Ese plan, además, debe ser la consecuencia de una síntesis lo más abarcativa posible de los actores sociales y productivos, pero también de las fuerzas políticas a las que la ciudadanía les ha otorgado en las urnas roles diferentes: oficialismo y oposición. Y el espacio natural para llevar adelante ese debate, esa síntesis, es el Congreso Nacional.
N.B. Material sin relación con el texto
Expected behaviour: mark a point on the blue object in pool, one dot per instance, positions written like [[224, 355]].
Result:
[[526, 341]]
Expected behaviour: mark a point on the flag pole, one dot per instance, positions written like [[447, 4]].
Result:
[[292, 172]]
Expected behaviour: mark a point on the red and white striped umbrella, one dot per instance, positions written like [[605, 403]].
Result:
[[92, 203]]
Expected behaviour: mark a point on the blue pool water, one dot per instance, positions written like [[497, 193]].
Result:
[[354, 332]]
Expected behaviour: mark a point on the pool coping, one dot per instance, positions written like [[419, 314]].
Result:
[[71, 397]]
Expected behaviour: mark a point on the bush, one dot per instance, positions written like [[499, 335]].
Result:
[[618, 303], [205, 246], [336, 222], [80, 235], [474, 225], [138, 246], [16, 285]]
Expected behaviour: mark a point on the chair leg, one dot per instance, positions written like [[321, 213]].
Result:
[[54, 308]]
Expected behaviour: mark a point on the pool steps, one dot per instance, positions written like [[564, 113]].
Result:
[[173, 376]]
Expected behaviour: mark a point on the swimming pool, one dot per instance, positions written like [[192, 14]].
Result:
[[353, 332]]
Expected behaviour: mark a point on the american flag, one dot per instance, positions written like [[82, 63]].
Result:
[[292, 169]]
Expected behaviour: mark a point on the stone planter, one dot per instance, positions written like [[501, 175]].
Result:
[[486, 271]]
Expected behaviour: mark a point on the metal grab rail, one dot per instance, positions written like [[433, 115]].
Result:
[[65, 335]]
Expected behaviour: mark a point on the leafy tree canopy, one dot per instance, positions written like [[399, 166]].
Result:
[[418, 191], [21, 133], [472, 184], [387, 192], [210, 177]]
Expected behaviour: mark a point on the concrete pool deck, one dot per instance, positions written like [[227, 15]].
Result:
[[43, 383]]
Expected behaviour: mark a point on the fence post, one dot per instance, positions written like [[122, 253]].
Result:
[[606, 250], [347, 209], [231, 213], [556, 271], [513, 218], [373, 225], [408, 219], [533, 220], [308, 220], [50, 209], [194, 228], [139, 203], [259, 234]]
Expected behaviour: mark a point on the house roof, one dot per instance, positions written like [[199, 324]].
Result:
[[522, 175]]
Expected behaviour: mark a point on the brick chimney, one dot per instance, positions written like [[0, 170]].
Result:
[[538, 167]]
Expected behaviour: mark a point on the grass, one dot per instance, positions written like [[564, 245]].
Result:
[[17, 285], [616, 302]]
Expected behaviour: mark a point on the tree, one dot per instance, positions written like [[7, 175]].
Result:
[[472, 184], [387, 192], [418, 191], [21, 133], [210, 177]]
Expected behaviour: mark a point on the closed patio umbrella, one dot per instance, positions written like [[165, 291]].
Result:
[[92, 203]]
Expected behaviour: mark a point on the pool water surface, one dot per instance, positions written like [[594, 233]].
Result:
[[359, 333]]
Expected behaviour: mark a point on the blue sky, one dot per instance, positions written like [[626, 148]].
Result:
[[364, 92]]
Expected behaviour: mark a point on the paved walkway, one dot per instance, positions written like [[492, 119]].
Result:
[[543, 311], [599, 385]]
Allí deben tomar lugar los “acuerdos sociales” a los que hace referencia el presidente.
No existe ningún pretexto que impida que las instituciones funcionen y aporten una solución de calidad a la crisis. Respetando siempre las medidas de higiene y seguridad, pero sin dejar de aportar visiones alternativas, reflexión crítica, control y claro, mayor solidez y legitimidad a las decisiones que sean fruto de los consensos a los que se arriben.
Atrevernos a pensar es siempre un desafío entusiasmante. Hoy, parece una tarea imprescindible.
Publicado en El Cronista el 13 de abril de 2020.